Could anyone recommend an ideal setup (nodes and processes) for achieving Fault Tolerance = 3?
I tried setting up nodes across 6 regions, each region having 2 nodes. Coordinators = auto and Double mode gave me Fault Tolerance = 1. In same setup when mode is changed to Triple, the Fault Tolerance became 2. We increased one more node (totally 7), still the Fault Tolerance is 2.
This table shows minimum number of machines for Fault Tolerance as 4. As we have 7 machines, I expected the Fault Tolerance value to become 3.
Is there way to achieve Fault Tolerance > 2 in Triple mode? Please advice.
There was a thread that discussed some misinterpretable aspects of that table:
Which also caused some edits to its wording.
Fault Tolerance
will always be, at best, Total Number of Copies - 1
. So Fault Tolerance =2 is the best that you will get with triple
replication.
Also see Optimal configuration for more than 3 DCs and a linked thread therein for a longer discussion on FDB on more than two regions.
Note that FDB is not a quorum-based system. The “a majority of nodes is required” logic only applies to coordinators, which do form a quorum-based system. Otherwise, the number of processes involved in holding a shard of data is explicitly set as part of the configuration, as the table attempted to describe.
I think a 2-region triple
configuration will give you the highest effective fault tolerance right now. If all copies are lost in one region, data distribution in multi-region understands how to copy it back across.
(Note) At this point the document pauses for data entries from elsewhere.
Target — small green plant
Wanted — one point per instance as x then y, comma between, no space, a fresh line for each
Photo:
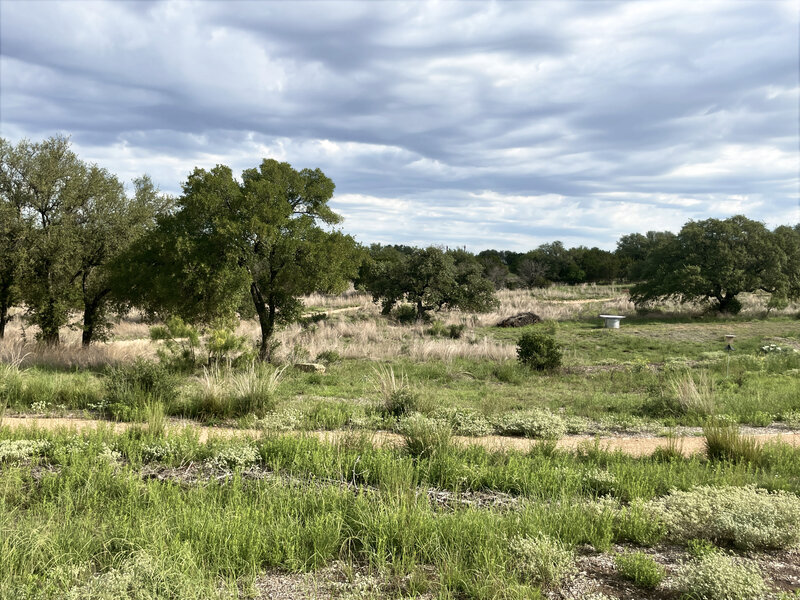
725,442
405,314
693,396
745,517
129,388
533,423
538,351
424,437
181,343
328,357
543,559
640,568
716,576
397,397
698,547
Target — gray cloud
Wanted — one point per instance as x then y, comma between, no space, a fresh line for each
502,124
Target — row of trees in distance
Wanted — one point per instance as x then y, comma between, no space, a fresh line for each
73,241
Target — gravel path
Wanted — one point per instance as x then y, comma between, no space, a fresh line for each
633,445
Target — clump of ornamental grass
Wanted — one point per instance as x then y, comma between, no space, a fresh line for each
724,442
424,437
397,396
543,559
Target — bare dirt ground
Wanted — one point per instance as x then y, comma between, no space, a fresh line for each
633,445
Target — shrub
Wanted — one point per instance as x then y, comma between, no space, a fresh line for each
129,388
725,442
746,517
538,351
464,421
640,568
405,314
543,559
328,357
719,577
329,415
532,423
424,437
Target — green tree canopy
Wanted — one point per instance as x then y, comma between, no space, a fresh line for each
429,278
716,260
249,247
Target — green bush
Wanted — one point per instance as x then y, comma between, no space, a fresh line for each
716,576
746,517
538,351
531,423
640,568
329,415
129,388
543,559
405,314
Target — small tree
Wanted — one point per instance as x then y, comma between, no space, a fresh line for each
428,278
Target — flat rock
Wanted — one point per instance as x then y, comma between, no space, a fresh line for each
520,320
310,367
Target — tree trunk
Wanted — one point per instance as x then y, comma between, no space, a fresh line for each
89,322
266,319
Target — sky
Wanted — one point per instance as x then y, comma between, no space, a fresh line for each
480,124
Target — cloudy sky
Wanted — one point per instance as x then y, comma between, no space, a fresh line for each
485,124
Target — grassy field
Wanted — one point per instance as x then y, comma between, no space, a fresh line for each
154,512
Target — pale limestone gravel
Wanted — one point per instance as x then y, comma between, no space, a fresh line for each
633,445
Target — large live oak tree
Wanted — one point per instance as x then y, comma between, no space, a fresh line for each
251,247
716,260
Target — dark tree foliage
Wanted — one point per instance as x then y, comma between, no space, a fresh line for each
715,260
252,247
429,278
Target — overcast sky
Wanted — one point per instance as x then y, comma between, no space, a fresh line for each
491,125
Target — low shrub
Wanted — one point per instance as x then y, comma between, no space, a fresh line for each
424,437
745,517
538,351
543,559
129,388
464,421
328,415
716,576
640,568
405,314
532,423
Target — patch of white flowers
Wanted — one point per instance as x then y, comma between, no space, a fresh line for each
747,517
13,450
234,456
775,349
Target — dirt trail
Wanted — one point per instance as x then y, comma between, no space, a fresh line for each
635,446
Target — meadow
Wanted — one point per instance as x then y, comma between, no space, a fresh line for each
215,479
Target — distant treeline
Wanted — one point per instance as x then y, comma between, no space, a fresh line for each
72,240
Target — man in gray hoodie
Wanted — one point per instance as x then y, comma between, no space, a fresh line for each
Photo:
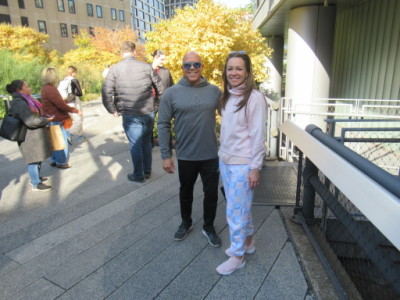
192,103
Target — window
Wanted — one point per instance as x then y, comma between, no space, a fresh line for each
24,21
122,16
5,19
63,29
89,8
74,30
42,26
99,11
60,5
71,6
39,3
91,31
113,14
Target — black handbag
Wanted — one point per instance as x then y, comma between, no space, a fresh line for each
13,129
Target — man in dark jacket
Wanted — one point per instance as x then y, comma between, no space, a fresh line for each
127,90
159,58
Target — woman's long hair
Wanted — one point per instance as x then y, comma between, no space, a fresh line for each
249,83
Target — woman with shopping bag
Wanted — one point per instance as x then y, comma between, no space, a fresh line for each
36,146
54,104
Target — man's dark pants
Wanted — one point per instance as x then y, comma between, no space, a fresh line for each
209,173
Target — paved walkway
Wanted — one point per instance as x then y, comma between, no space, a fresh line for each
96,235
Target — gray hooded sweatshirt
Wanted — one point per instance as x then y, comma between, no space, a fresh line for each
193,110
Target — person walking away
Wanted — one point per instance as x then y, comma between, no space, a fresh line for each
70,89
159,58
127,90
36,147
54,105
241,154
192,103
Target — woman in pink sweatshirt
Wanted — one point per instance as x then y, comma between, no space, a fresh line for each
241,153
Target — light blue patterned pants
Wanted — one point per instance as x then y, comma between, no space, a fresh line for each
239,197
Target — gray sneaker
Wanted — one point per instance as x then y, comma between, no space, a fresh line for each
182,232
41,187
213,238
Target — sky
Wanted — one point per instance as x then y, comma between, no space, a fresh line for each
234,3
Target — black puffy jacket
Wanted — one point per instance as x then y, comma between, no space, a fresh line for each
128,88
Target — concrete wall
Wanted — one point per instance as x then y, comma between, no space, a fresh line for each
366,60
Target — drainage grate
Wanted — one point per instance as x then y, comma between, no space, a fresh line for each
277,186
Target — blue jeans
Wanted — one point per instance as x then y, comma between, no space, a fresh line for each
34,173
139,130
60,157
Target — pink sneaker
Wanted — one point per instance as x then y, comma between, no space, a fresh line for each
249,249
230,266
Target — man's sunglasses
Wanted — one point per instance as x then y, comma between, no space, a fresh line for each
195,65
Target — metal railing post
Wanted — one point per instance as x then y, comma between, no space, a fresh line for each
310,170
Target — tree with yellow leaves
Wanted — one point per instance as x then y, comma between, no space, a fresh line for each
101,48
212,30
26,43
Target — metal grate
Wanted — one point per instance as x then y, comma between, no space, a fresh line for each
277,186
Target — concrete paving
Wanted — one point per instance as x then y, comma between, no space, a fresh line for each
96,235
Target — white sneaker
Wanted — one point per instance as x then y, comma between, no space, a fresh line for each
248,249
231,265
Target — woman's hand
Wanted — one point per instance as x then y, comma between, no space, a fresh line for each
254,178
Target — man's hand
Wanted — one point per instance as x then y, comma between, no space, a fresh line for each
168,165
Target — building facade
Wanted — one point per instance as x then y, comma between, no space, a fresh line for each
172,5
62,19
145,13
335,48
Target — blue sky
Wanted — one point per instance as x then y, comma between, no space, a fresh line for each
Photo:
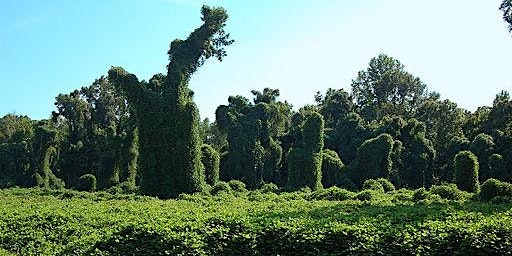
460,48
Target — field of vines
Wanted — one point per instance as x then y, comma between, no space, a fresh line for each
439,221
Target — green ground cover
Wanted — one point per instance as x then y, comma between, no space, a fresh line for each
327,222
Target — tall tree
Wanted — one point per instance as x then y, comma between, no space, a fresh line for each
385,88
252,130
305,161
167,117
506,7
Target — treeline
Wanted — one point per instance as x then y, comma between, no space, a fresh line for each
124,134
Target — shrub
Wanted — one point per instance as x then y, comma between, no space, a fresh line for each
466,171
492,188
332,194
237,186
220,187
420,194
372,184
386,184
269,187
87,182
365,195
448,191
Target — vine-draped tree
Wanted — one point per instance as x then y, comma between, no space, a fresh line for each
167,118
506,7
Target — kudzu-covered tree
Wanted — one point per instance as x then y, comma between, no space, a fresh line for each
167,117
211,161
332,168
16,135
483,147
305,162
466,171
417,156
374,160
497,168
252,128
45,156
506,7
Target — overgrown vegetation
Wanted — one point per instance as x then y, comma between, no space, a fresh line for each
323,222
385,169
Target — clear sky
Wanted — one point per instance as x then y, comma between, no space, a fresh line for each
459,48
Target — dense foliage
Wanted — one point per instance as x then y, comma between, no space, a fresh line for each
146,136
333,221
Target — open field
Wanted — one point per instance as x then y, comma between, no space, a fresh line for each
44,222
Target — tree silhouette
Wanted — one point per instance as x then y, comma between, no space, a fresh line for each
167,118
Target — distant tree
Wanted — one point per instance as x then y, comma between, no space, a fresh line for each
385,88
167,118
444,120
374,160
16,136
98,136
466,171
506,7
334,106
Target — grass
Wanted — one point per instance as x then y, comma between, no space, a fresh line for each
63,222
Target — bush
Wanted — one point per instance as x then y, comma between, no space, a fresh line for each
466,171
211,161
420,194
237,186
448,191
269,187
87,182
492,188
332,194
372,184
365,195
220,187
386,184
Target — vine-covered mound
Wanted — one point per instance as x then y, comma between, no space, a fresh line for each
325,222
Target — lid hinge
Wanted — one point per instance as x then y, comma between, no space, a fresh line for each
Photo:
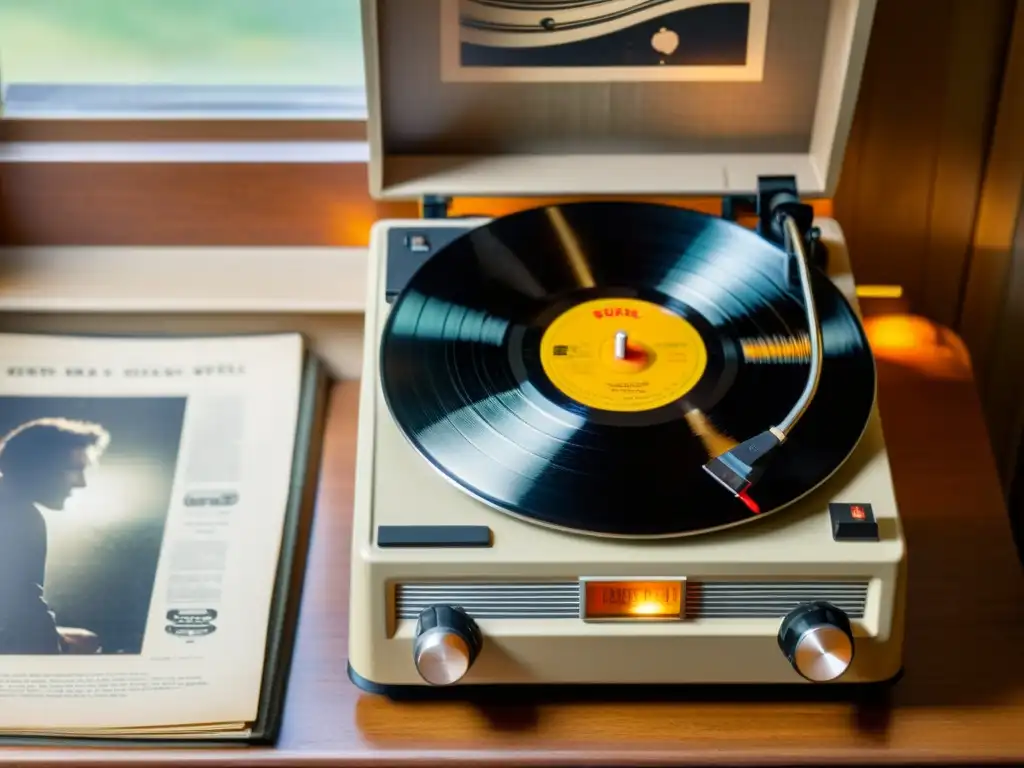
777,198
434,206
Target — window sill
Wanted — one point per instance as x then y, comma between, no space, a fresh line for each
196,280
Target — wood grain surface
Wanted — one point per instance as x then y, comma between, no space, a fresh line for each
962,698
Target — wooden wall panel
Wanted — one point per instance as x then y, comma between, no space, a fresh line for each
916,155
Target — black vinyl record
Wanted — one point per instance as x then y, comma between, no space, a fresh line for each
499,363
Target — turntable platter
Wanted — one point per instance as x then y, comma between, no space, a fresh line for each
577,366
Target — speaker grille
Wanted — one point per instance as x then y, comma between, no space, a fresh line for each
705,599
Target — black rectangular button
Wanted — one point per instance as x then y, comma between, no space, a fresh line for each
433,536
853,522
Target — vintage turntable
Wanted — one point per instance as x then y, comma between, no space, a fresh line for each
619,441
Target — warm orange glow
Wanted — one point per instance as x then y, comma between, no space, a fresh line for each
880,292
919,343
634,599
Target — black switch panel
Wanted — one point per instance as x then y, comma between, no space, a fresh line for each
433,536
853,522
409,249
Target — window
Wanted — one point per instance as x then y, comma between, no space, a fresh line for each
182,123
251,58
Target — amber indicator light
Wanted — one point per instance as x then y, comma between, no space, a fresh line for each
634,600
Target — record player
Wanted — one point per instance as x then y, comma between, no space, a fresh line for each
609,441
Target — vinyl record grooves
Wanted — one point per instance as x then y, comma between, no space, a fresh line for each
578,365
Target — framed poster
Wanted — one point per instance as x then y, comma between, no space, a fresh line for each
573,41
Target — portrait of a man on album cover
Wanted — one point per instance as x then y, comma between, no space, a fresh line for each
85,483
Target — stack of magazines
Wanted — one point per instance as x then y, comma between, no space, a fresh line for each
153,494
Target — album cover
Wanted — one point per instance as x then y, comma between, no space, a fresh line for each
85,491
153,495
603,40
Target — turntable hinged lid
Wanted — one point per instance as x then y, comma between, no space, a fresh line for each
532,97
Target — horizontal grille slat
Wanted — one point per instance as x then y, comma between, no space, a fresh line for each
711,599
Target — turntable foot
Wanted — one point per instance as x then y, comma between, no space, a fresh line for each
817,639
448,642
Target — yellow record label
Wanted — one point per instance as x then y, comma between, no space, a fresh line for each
623,354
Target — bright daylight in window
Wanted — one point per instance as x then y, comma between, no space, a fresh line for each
174,57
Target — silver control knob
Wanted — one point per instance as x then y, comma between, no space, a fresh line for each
448,642
817,639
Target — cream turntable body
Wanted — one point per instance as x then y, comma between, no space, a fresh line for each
523,585
525,513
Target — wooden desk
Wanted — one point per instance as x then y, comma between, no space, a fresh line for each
962,698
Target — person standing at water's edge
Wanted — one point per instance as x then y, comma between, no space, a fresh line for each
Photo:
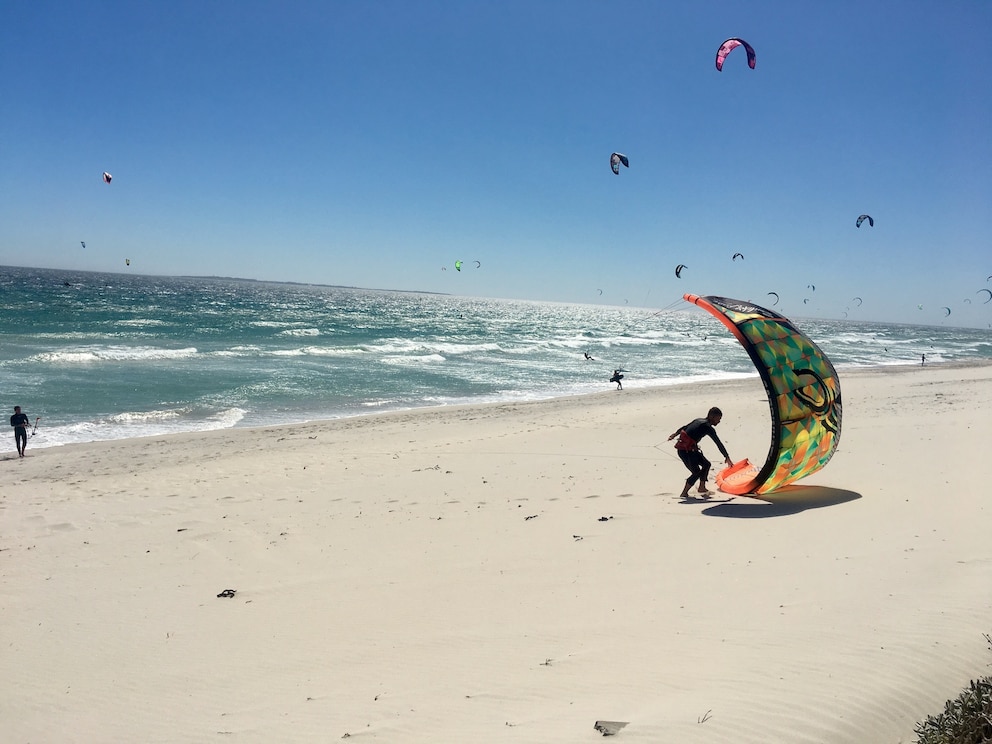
20,423
690,453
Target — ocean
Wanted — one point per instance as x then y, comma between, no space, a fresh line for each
113,356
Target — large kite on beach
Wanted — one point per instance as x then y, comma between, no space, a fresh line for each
803,394
730,45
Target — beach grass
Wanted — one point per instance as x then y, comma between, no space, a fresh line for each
967,719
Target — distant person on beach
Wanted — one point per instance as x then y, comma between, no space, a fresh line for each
690,454
20,423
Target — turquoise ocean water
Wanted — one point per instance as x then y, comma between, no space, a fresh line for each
112,356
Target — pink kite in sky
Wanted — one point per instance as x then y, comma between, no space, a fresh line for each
728,46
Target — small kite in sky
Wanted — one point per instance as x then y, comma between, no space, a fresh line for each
728,46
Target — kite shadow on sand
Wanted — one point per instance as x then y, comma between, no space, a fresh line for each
782,502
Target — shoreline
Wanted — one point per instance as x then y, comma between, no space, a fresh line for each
843,371
504,572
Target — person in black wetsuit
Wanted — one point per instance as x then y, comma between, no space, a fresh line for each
690,454
20,423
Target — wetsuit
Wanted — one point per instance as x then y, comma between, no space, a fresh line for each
688,448
20,423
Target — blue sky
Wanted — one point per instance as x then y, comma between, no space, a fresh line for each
372,143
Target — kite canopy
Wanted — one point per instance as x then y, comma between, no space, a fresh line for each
728,46
803,395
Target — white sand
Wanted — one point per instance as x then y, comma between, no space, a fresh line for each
446,576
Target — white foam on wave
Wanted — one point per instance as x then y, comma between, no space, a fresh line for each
131,424
411,360
141,322
318,351
91,354
300,332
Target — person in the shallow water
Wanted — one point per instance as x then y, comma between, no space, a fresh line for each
20,423
690,454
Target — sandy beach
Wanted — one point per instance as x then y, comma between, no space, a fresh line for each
503,573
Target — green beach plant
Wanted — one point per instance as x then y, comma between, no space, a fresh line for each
965,720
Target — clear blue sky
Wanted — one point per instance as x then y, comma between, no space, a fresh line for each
372,143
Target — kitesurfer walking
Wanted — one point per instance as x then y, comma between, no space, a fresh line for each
20,423
690,453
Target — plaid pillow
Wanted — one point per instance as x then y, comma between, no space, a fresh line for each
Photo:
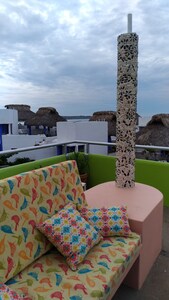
69,232
111,221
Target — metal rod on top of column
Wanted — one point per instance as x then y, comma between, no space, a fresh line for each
126,107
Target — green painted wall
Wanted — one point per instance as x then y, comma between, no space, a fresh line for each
102,169
156,174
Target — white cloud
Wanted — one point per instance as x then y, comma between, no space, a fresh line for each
64,53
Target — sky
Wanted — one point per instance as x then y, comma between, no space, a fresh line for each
63,54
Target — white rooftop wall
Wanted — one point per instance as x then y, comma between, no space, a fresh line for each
20,141
88,131
10,116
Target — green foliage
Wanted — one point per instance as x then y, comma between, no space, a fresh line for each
4,160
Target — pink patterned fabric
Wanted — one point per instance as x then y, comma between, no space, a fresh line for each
70,234
8,294
108,221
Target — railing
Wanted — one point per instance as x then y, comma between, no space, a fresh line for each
86,143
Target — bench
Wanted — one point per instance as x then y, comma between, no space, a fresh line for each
145,212
30,267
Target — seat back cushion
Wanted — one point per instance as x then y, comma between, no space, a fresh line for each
27,199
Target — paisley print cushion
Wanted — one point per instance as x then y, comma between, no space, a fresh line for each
8,294
108,221
27,199
70,234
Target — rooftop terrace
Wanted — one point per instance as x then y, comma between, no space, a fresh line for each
102,169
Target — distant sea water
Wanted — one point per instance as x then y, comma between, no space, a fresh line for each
78,119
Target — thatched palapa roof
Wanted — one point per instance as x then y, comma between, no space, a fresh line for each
109,116
45,116
24,112
156,131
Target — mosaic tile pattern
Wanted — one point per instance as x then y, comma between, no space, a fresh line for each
126,109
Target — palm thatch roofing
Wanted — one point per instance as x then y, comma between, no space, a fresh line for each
156,132
45,116
24,112
109,116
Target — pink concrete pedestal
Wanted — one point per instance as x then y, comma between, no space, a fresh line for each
145,212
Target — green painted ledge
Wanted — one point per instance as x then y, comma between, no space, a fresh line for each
102,169
153,173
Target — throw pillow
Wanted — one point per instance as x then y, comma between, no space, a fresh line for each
71,234
108,221
8,294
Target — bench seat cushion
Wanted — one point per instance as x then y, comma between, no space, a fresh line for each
97,277
27,199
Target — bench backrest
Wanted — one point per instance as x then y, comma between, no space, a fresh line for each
27,199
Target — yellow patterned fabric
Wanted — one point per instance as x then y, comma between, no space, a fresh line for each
97,277
71,234
28,199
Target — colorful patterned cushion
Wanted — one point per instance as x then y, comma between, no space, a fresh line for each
7,294
108,221
70,234
26,200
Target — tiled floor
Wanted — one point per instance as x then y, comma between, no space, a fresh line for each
156,286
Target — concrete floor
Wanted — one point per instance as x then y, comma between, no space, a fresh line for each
156,286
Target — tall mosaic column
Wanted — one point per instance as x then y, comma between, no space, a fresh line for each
126,109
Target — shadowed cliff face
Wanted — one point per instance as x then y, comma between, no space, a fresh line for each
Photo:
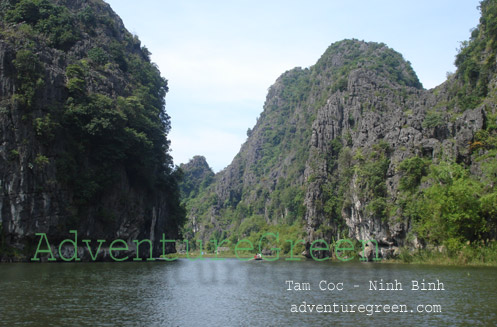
351,147
83,128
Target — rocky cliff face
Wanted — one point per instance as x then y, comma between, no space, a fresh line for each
83,129
330,150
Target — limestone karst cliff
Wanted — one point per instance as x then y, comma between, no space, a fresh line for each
355,147
83,130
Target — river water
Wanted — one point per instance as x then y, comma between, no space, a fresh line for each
235,293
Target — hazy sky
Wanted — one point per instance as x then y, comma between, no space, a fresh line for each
220,57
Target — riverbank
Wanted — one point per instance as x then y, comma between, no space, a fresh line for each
466,255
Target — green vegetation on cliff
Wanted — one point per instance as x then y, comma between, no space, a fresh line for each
355,147
90,114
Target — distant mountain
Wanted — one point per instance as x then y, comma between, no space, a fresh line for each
355,147
83,130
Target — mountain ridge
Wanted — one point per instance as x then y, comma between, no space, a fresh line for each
337,143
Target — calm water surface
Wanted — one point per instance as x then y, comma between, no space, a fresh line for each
235,293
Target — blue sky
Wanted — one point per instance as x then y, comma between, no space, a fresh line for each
220,57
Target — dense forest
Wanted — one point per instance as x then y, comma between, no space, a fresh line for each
83,127
354,147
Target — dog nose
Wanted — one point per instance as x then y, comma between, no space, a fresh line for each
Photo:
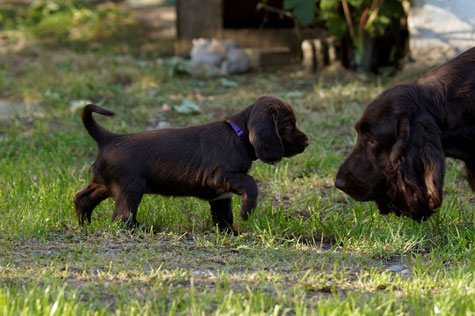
340,184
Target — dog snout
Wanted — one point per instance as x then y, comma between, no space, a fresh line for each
340,184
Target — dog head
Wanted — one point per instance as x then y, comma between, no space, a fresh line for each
398,159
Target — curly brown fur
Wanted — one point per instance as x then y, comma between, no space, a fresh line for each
404,135
208,161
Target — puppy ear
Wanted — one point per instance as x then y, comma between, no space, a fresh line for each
415,169
264,136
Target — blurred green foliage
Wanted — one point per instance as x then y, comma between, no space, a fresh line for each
73,23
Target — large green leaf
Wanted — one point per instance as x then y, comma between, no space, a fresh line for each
337,25
304,10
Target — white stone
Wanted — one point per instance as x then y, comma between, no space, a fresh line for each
441,27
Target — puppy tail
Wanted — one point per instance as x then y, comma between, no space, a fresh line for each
97,132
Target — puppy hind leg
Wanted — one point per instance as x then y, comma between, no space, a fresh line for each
222,213
470,167
246,187
87,199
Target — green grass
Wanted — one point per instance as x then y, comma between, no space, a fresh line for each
307,248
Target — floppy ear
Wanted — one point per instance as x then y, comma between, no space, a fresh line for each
415,169
264,136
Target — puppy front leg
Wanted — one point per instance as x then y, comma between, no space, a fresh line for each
246,187
87,199
222,213
126,206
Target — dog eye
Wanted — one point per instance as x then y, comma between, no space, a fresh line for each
371,141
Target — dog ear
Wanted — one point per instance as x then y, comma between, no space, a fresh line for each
264,135
415,169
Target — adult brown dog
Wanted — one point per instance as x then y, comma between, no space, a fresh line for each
404,135
208,161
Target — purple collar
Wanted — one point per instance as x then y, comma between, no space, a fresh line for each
242,135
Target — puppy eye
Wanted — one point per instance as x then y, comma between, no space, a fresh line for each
371,141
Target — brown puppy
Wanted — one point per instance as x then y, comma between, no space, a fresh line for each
404,135
208,161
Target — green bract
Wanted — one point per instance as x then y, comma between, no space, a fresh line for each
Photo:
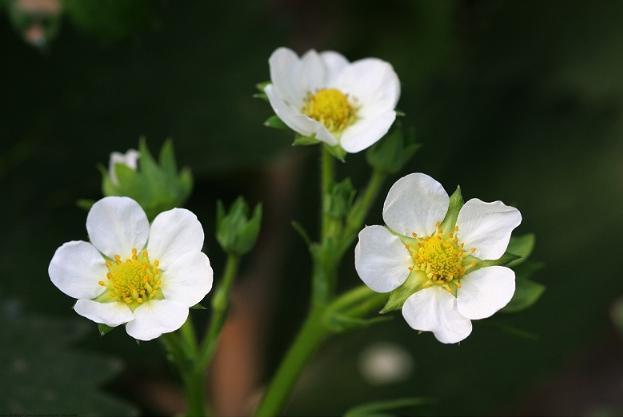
156,186
236,232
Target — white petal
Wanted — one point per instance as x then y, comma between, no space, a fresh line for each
373,83
381,259
76,268
334,64
155,318
485,291
313,71
110,314
285,68
415,204
366,132
435,310
116,225
174,233
189,279
487,227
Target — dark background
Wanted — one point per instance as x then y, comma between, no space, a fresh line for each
514,100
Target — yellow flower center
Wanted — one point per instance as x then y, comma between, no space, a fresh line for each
133,281
442,258
332,108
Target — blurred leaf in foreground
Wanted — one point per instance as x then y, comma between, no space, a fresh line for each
43,375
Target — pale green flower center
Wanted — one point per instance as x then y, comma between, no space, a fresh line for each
332,108
134,280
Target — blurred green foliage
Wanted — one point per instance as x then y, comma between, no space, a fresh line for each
43,375
518,101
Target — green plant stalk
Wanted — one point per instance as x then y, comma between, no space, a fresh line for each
220,306
183,350
192,379
314,331
360,210
309,338
327,178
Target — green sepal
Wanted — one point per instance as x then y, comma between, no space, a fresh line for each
237,229
392,153
260,88
521,246
456,203
104,329
337,152
276,123
156,186
397,298
527,291
339,323
300,140
388,408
You’d be able to theoretically lose 5 machines and FDB would still be able to recover, as long as you run 11 coordinators. I recall the status message wording being a bit weird with multi-region currently, so I think it will still show 2
, but will eventually tell you but (N) without data loss
if you start killing enough things.
I’ve typically seen people plan for 1 planned and 1 unplanned outage, so triple replication and a fault tolerance of 2 has generally been fine for most folk. Any reason you’re extra concerned about copies of your data suddenly going missing or corrupt?
Also just in case it isn’t clear, fault tolerance here refers to the number of faults you can safely tolerate without losing data or availability. So in triple
mode, you can safely tolerate two failures because there are 3 total replicas of each key in the database (temporarily ignoring other aspects of fault tolerance, such as coordinator count). Three failures could potentially cause you to lose all replicas of some of your data, so you don’t have a fault tolerance of 3.